Stresss mi dediniz?? (Vol.II)

Stres üzerine sohpet etmek için toplandık ve bizi bu denli geren, "Bitmişim de haberim yok!" dedirten şeyler nelerdir diye kafa patlattık. (kafa patlatmaya da gerek yoktu hani- hemen herkes saymaya başladı) Genel olarak gençlik; beklentilerin farklılık göstermesinden, gelecek kaygısından (kariyer yalan, yatırım hikaye teoremi), "elimi sallasam gerilime çarpıyor!" diyerekten (toplumsal) mahalle baskısından... ve daha nicelerinden şikayetçi. Biz de bunun üzerine yerlere serilerek güzel bir çalışma yaptık; stresimizin fotoğrafını çektik. :)

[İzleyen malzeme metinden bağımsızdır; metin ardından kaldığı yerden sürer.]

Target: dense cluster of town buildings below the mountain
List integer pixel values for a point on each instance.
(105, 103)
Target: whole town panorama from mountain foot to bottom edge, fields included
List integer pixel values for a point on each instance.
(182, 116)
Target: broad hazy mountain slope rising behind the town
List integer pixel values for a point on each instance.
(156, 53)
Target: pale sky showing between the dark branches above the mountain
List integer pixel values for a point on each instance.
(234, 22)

Kendiminkinden bahsedecek olursam; doğaya yaptığımız ihanet, tutarsız ilişkiler, azalan güvenler, zaman sorunsalı, sorumluluklarımızın zorunluluklara dönüşmesi, çizilen sınırların içine sıkıştırılmaya çalışılmak... bunlardan sadece bir kaçı. (Hatta birçok kişide evlilik konusunun hatrısayılır bir stres faktörü olduğu gözüme çaprtı. Bu konuya da yakın gelecekte değinmeyi planlıyorum:) )

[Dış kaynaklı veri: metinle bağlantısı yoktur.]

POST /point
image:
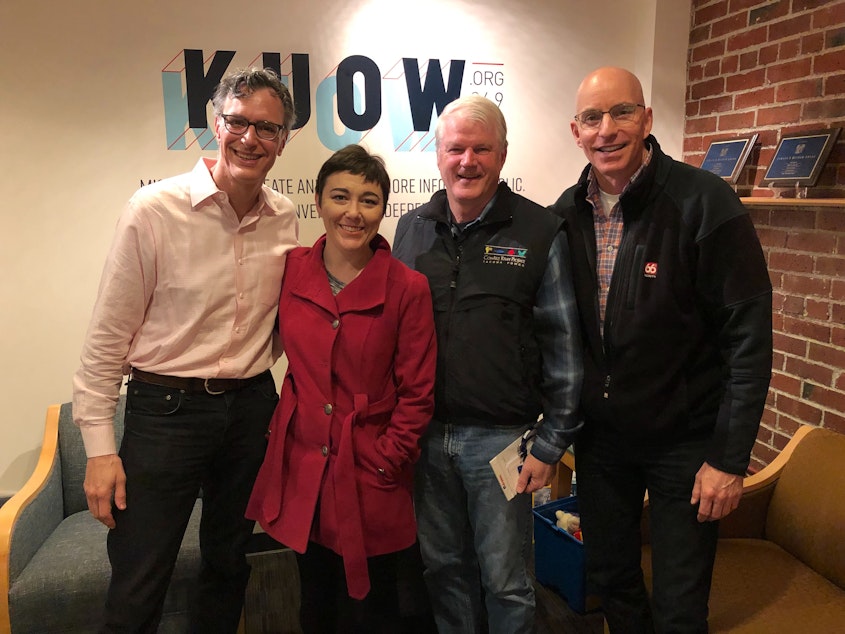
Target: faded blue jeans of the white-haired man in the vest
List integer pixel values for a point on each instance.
(471, 537)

Peki bütün bunları belirledikten ve tanımladıktan sonra, stres kapıyı çalınca, iş başa düşünceki adımımız ne olmalı? Hayat çoktan seçmeli bir sınav olmadığından (aslında belki de öyledir, neden olmasın ? ), en azından bu gibi koularda bizden yaşamsal bir kompozisyon beklendiğinden stratejiyi iyi belirlemek gerek and then ChEcKMaTe:)

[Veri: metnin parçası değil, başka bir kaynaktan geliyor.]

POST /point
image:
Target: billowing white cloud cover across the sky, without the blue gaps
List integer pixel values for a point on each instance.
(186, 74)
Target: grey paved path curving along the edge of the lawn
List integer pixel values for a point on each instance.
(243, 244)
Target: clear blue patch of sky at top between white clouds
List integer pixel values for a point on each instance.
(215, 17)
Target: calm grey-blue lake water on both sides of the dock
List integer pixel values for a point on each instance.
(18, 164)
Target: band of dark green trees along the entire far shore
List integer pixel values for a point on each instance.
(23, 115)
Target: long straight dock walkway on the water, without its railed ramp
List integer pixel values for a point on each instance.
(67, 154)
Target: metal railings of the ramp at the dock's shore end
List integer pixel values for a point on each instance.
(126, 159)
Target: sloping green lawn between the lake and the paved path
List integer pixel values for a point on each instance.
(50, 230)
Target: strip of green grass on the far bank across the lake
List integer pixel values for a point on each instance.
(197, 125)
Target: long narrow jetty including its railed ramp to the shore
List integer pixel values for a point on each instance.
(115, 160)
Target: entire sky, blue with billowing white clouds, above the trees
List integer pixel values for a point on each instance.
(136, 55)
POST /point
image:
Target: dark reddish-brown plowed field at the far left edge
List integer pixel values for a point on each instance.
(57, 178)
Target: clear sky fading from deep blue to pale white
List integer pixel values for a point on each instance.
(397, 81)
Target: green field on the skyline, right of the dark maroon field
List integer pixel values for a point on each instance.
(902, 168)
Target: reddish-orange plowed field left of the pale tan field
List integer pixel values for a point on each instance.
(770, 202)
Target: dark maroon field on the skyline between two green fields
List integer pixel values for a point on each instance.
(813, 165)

Ebru Hanım'ın anlattığına göre stresin yol haritası şöyle oluyormuş. Türkçe meali;
Eğer stres gerçek bir durumdan kaynaklanıyorsa buna "korku", aksine tehdit oluşturan bir durumdan kaynaklanıyorsa "kaygı" ortaya çıkıyormuş. Bünyemiz her iki durumda da "alarm"a geçiyor ve bu noktada stres hormonu olarak ta bilinen "adrenalin" salgılamaya başlıyormuş vücut. Göz bebeklerimiz büyüyor, kalp atışımız hızlanıyor, kan şekerimiz ve kan basıncımız artıyormuş. Ve bu noktada mücadele (koşuşturmaca) başlıyormuş.
Bütün bunlar yaşanırken kişinin "kaç kurtul" ve ya "kal savaş" taktiklerinden birini seçeren o oyuncunun kimliğine bürünerek (cindrella vs. chun-li) bu durumu atlatıp günü kurtarması gerekmekteymiş. "Yok olmuyor ben seçim yapamıyorum, iş hayatında chun-li olabilirim ama aşk hayatımda cindrella olmak istiyorum!" (ya da daha beteri tam tersinin dile gelmesi olurdu :) ) deniliyorsa işte o zaman bu iş yaş deniliyor ve belirsizlikten kaynaklı "tükenme" durumu başlıyor. İşte bu noktada da biz stresten olumsuz yönde etkileniyoruz.

İnanıyorum ki birçoğumuz (gün içinde) strese maruz kalıyoruz. Daha doğrusu karşılaştığımız durumlar ve olaylar karşısında stres yapıyoruz. Ne yazık ki kendimizi eve kilitleyip, iletişimimizi koparıp bütün bunlardan kaçmamız söz konusu olmadığından, kendimize uygun taktiği benimseyip yola devam etmeliy(miş)iz.